До третьего часу Нелли хлопотала с почтою, складывала кое-как вещи, рассчитывалась с Матреной. У Матрены же Нелли удалось разузнать, что кум ее, косой Власий, содержальщик конюшен, человек надежный. То есть слуги его тож не разбойники. Это было важно. Втрое быстрей доберется из Санкт-Петербурга до Твери путешественник, что едет на своей хорошей лошади. Не придется ему часами дожидаться на станциях. Однако Нелли сильно сомневалась, что добираться вдвоем на двух лошадях, да притом еще, что второй конь – норовистый Рох, не доведется вдвое дольше, чем казенным путникам. А уж что хлопотнее – сомнений никаких! По щастию, все разрешилося легко. За гривенник в день Власий охотно отпустил с Нелли до Твери своего парня Емельку, в чьи обязанности вменили заботу о Рохе. Нелли не поленилась удостовериться, что Емелька – работник толковый и на Рохе, по крайности, способен усидеть.
Только в пятом часу, сопровождаемая ворчанием, благословениями и ватрушками достойной вдовы, Нелли оставила, наконец, синий домик на Петровской набережной.
Как переменилося все вокруг всего-то за десяток дней! Как несхоже было утро прибытия подруг в столицу с вечером отъезда из нее Нелли – одной-одинешенькой, в сопровождении чужого наемного человека!
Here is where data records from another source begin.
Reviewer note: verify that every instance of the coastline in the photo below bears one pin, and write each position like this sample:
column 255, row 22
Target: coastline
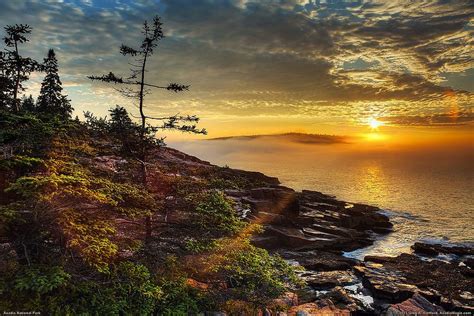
column 317, row 231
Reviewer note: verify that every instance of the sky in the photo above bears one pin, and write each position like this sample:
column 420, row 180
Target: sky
column 266, row 67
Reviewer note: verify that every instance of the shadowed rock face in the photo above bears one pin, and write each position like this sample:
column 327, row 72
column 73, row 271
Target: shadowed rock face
column 313, row 229
column 396, row 279
column 310, row 220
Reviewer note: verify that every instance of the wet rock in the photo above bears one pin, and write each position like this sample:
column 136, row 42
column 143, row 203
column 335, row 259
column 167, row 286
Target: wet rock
column 436, row 249
column 328, row 279
column 319, row 308
column 277, row 200
column 438, row 281
column 415, row 305
column 341, row 299
column 287, row 300
column 306, row 295
column 320, row 260
column 384, row 283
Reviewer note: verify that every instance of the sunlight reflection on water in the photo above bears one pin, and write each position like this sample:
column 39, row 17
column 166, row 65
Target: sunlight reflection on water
column 426, row 196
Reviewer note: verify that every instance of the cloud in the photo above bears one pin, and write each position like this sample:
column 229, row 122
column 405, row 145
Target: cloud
column 341, row 59
column 444, row 119
column 300, row 138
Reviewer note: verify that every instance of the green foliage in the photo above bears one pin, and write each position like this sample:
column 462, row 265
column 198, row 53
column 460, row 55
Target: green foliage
column 199, row 246
column 256, row 276
column 129, row 289
column 40, row 280
column 133, row 140
column 215, row 214
column 51, row 101
column 179, row 298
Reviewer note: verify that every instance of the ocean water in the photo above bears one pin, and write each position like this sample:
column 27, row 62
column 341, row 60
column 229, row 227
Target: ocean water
column 428, row 193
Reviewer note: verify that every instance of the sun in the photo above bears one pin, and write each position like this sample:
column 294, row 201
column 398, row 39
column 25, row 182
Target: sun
column 374, row 123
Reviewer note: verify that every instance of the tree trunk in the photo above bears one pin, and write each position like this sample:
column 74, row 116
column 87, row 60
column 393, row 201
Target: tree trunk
column 148, row 228
column 17, row 80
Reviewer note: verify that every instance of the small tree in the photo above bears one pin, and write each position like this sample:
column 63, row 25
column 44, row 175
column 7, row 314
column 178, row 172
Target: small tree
column 14, row 69
column 51, row 100
column 136, row 87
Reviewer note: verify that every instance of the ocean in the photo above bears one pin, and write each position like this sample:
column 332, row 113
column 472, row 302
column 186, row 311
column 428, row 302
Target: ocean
column 428, row 193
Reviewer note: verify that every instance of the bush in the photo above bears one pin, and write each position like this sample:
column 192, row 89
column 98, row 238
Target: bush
column 216, row 215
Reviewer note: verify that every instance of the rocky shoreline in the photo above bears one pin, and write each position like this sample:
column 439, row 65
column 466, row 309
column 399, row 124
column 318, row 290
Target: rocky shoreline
column 313, row 230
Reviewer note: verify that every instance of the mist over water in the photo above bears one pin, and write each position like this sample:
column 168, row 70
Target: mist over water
column 428, row 192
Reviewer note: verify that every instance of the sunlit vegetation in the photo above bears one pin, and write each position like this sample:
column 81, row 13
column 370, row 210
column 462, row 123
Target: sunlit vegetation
column 81, row 213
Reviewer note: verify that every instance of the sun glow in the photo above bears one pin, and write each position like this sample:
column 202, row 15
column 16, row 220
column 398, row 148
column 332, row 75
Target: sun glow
column 374, row 123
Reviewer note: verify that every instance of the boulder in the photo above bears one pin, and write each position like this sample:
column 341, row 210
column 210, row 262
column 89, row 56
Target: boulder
column 436, row 249
column 320, row 260
column 328, row 279
column 319, row 308
column 416, row 305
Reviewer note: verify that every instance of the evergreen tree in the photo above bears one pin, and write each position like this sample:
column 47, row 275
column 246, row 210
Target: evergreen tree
column 28, row 103
column 51, row 100
column 153, row 34
column 14, row 69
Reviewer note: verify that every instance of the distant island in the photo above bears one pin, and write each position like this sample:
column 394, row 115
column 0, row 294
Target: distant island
column 301, row 138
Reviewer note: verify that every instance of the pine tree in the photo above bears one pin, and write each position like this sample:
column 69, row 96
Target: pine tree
column 136, row 87
column 51, row 100
column 14, row 68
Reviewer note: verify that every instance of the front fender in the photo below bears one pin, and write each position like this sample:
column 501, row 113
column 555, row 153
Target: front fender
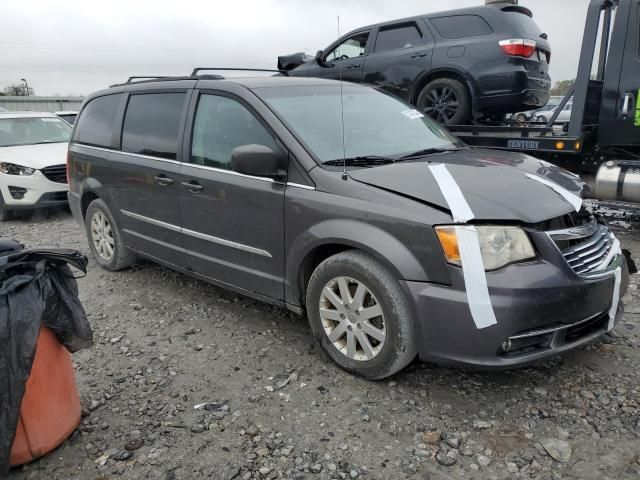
column 368, row 238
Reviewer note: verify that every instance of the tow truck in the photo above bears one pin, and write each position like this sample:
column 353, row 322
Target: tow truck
column 601, row 142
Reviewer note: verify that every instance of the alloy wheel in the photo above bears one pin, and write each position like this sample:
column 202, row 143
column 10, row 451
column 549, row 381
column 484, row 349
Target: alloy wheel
column 441, row 104
column 102, row 236
column 352, row 318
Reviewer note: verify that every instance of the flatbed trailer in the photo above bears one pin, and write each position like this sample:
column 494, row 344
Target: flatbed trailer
column 601, row 142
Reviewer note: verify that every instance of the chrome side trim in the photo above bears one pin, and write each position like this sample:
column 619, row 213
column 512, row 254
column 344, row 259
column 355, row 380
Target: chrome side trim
column 75, row 146
column 299, row 185
column 201, row 236
column 226, row 243
column 152, row 221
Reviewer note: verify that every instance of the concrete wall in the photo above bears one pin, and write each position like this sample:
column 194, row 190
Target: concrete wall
column 40, row 104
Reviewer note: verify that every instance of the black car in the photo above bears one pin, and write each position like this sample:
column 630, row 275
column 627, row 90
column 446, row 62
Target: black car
column 345, row 203
column 474, row 62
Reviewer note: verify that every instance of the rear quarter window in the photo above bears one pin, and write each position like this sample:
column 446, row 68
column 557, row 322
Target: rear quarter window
column 523, row 23
column 395, row 37
column 97, row 121
column 152, row 124
column 461, row 26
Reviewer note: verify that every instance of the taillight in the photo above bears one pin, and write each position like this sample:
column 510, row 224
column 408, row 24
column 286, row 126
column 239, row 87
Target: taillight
column 518, row 47
column 68, row 166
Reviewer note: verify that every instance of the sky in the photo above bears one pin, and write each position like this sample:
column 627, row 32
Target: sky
column 75, row 47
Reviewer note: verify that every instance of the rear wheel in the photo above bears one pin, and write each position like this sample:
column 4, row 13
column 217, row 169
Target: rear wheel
column 445, row 100
column 104, row 238
column 360, row 316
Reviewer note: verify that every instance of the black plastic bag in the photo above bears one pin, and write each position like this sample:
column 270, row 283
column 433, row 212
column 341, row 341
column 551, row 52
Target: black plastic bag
column 37, row 288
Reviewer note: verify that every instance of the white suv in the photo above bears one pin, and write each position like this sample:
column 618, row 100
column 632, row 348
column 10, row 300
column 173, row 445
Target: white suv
column 33, row 149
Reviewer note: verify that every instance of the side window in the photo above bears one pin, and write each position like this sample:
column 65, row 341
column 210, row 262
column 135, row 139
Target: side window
column 398, row 36
column 96, row 123
column 151, row 124
column 352, row 47
column 461, row 26
column 222, row 124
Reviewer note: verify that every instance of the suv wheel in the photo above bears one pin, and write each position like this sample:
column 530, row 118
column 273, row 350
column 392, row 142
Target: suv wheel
column 104, row 238
column 359, row 315
column 445, row 100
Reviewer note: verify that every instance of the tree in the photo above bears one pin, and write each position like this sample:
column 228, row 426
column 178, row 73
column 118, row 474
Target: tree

Тогда сухая и солнечная осень играла всеми красками, холодная земля сама отскакивала от копыт. Ныне они вязли в намытой дождями грязи, и солнце, казалось, навсегда затаилось за серыми облаками. Воистину, было отчего впасть в меланхолию.
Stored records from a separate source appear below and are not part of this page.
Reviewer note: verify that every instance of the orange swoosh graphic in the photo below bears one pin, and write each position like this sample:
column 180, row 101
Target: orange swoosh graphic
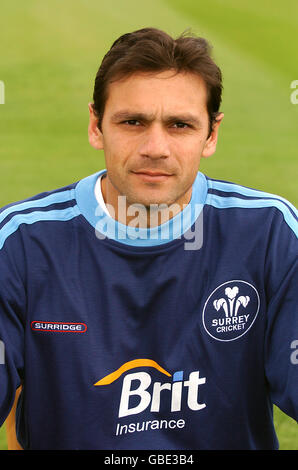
column 108, row 379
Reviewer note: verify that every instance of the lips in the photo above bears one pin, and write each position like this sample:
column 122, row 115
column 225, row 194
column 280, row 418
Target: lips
column 151, row 173
column 152, row 176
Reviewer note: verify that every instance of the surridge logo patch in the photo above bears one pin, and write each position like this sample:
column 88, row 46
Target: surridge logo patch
column 230, row 310
column 54, row 326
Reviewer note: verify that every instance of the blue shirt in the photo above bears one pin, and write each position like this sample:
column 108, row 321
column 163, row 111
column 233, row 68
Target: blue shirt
column 176, row 337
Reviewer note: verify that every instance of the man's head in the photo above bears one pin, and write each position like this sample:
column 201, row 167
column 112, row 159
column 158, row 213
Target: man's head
column 156, row 111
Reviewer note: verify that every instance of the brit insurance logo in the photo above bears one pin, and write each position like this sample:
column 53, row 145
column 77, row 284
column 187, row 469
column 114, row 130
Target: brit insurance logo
column 140, row 393
column 230, row 310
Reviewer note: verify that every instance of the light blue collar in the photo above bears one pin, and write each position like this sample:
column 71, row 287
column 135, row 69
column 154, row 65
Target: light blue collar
column 107, row 227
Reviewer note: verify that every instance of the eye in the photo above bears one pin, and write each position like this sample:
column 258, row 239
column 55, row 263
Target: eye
column 132, row 122
column 181, row 125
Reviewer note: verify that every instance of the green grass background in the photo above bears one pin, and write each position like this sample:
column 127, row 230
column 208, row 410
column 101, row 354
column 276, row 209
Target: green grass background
column 50, row 51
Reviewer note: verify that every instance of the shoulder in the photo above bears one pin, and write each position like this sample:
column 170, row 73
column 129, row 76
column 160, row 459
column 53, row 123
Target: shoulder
column 53, row 205
column 249, row 202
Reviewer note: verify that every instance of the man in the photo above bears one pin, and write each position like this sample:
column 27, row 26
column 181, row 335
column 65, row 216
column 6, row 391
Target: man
column 148, row 306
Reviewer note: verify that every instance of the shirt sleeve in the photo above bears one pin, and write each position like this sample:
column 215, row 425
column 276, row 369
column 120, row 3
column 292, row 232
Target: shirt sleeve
column 12, row 309
column 281, row 366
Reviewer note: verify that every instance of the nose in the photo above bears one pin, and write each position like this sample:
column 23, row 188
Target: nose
column 155, row 143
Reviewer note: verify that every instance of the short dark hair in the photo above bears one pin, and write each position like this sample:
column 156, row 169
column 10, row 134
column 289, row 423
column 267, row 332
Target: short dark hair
column 153, row 50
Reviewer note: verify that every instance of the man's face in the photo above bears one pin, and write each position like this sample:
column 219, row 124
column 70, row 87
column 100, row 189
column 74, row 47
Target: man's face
column 154, row 132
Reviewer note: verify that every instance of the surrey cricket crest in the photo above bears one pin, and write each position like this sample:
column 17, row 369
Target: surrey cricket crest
column 230, row 310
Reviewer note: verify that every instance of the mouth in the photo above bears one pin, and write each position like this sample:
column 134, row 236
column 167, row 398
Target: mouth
column 152, row 176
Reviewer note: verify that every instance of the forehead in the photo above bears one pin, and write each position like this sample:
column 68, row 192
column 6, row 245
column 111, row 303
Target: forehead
column 163, row 90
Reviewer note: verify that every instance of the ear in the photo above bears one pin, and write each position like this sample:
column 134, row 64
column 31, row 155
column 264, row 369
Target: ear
column 211, row 142
column 94, row 134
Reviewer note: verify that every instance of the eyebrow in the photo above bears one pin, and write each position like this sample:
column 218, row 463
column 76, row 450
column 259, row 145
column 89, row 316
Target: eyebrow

Но разве сие достойно похвалы? Нелли похлопала Нарда по теплой шее и постаралась приободриться. Странствие ее, несомненно, увенчалось успехом. Можно ли было надеяться, что камни достанутся так легко? То-то будет радости, когда в Твери появится Катька! Тогда уж Нелли не ограничится одним колечком, будет разговаривать с камнями целый день! А потом расскажет каменные истории Катьке. А как обрадуется Парашка, когда подойдет к концу ее заточение в монастыре! Нелли теперь казалось уже, что вот-вот сядут они втроем в карету, в окошках коей замелькают знакомые виды родных мест.
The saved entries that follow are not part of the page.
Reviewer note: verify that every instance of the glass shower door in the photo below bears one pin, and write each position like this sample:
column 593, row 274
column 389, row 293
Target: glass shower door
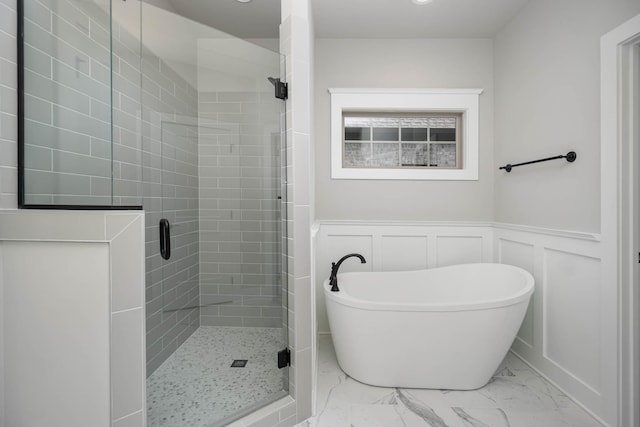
column 216, row 289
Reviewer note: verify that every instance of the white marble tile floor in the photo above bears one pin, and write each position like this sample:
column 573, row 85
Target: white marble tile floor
column 196, row 385
column 515, row 397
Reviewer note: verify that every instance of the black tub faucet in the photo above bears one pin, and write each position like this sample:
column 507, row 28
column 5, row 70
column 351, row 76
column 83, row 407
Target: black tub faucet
column 333, row 279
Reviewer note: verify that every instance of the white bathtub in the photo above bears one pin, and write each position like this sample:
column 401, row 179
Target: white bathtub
column 442, row 328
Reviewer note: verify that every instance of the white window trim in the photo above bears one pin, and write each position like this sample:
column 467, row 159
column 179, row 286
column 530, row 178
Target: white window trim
column 465, row 101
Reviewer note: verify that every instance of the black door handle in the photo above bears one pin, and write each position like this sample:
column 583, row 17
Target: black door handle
column 165, row 238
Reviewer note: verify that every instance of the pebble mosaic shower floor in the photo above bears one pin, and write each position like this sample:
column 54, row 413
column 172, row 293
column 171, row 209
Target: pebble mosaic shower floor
column 196, row 386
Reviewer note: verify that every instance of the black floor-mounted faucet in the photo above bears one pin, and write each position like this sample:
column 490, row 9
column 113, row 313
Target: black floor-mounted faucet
column 333, row 279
Да и самое дорога готовит Нелли немало любопытного. Ей довелось повидать Санкт-Петербурх, но вить по пути к Твери ее ждет Новгород!
Пожалуй, из всех сокровищ познания, которыми щедро делился с дочерью Кирилла Иванович, только повествования об истории рода человеческого не падали на худую почву. Часами готова была Нелли слушать, к примеру, о войне царя Ивана Васильевича с гордыми новгородцами. Симпатии Кириллы Ивановича были при этом целостно на стороне торговой республики.
«Подумай, дитя, – говаривал он, – сколь славен был сей независимый град! Древняя Русь была воистину щасливой страной. Мы привыкли нынче, что все передовое и разумное исходит из Франции, но удивись – были времена, когда французам было до нас далеко. Первою нашей столицей, ты помнишь, был Киев, второй – Москва, теперь же – Санкт-Петербурх. Так вот, когда правитель Киева, еще даже не царь, а лишь Великий Князь Ярослав надумал отдать дочь свою Анну за короля Франции Генриха Капета, для девы сие было почти нещастием. Дочь князя Ярослава свободно изъяснялася на древних языках – греческом и латинском, читала на них труды великих мыслителей. Вокруг нее был салон просвещенной молодежи! Меж тем дворяне французские, не токмо молодые, не всегда умели подписать собственное имя на родном языке! Во всех отношениях древний Киев был просвещенней и благоустроеннее Парижа!»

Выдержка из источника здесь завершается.